Sur le fond, plusieurs aspects de la réforme ne laissent pas de nous étonner. L'article 1er de l'ordonnance mentionne expressément la création d'un établissement public d'État, alors que de tels établissements n'existent pas – on parle d'établissements publics nationaux. En réalité, vous souhaitez recentraliser une compétence parfaitement assumée par les régions, en contradiction avec votre réforme territoriale même et l'attribution aux régions de la mise en oeuvre du plan « 500 000 ». Ainsi, vous reprenez d'une main ce que vous avez donné de l'autre.
Il en va de même en ce qui concerne les missions. Si l'EPIC a tout son rôle à jouer s'agissant de l'ingénierie des titres et la certification, l'article 1er dispose qu'il « développe une expertise prospective de l'évolution des compétences adaptées au marché local de l'emploi ». Ce faisant, vous créez manifestement un doublon puisque les CARIF-OREF (Centres animation ressources d'information sur la formation-Observatoire régional emploi formation), cofinancés par l'État et les régions, accomplissent déjà cette tâche.
Quant à l'organisation de l'EPIC, monsieur le rapporteur, rien n'est réglé. L'article 1er de l'ordonnance dispose que « les activités prévues de formation des personnes en recherche d'emploi et de formation des personnes en situation d'emploi sont mises en oeuvre au moyen de filiales ». Le décret du 15 novembre 2016 renvoie l'organisation de ces filiales au conseil d'administration de l'EPIC. Qu'en sera-t-il s'agissant de la filiale relative à la formation des demandeurs d'emploi ? Les régions pourront-elles être à la fois acheteuses de formations, soumises au droit de la commande publique, et membres du conseil de surveillance d'une filiale intervenant dans un champ concurrentiel ? Pourront-elles, autrement dit, être à la fois juge et partie ?

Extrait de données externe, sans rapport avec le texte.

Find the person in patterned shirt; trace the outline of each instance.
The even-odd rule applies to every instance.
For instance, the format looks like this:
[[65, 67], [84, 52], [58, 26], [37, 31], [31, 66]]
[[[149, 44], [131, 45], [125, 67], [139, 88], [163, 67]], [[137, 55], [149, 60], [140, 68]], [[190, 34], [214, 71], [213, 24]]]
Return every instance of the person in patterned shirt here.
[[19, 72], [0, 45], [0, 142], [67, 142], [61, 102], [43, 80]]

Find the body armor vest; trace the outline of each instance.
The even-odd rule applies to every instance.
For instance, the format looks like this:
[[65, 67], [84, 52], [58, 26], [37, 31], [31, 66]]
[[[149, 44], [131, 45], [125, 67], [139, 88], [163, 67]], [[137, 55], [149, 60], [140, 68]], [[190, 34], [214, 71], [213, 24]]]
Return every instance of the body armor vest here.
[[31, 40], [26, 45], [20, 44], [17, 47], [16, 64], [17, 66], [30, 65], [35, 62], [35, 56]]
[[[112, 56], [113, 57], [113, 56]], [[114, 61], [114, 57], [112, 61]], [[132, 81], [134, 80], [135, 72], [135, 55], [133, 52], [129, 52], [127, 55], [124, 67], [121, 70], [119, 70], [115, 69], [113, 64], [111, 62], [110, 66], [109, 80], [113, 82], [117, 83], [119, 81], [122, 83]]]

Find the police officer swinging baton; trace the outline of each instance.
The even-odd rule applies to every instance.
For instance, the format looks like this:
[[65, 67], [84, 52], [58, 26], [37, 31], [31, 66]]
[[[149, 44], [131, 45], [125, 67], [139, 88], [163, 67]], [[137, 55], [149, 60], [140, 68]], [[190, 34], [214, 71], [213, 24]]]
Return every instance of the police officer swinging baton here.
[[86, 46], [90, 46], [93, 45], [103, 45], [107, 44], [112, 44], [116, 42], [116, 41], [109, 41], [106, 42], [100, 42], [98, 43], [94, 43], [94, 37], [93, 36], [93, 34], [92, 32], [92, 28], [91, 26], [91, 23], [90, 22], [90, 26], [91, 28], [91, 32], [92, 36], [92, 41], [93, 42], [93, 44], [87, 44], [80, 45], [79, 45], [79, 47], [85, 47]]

Ce texte pâtit de l'impréparation la plus totale. Nul doute que, là encore, le Conseil d'État, voire le Conseil constitutionnel, sauront vous rappeler les règles élémentaires du droit et, le cas échéant, censurer votre texte.
En matière de couverture territoriale, rien n'est résolu non plus. Aucune concertation n'a été menée avec les élus locaux. Vous avez transféré la propriété de 113 sites au nouvel EPIC, mais quel sera l'avenir des vingt-cinq sites qui ne l'ont pas été ? Enfin, vous laissez à vos successeurs l'héritage de la situation financière de l'AFPA et le soin de mettre en place le contrat d'objectifs et de performance.
En conclusion, contrairement à ce que nous avons pu entendre à l'instant, nous considérons que l'AFPA est un organisme de formation important, différent des autres, assumant des charges supplémentaires telles que l'hébergement, et nous souhaitons vivement qu'elle puisse continuer d'agir comme elle le fait depuis soixante-dix ans, en particulier auprès des demandeurs d'emploi. Votre réforme, même amendée sous la contrainte, ne répond pas à l'ensemble de ces objectifs ; le groupe Les Républicains le regrette.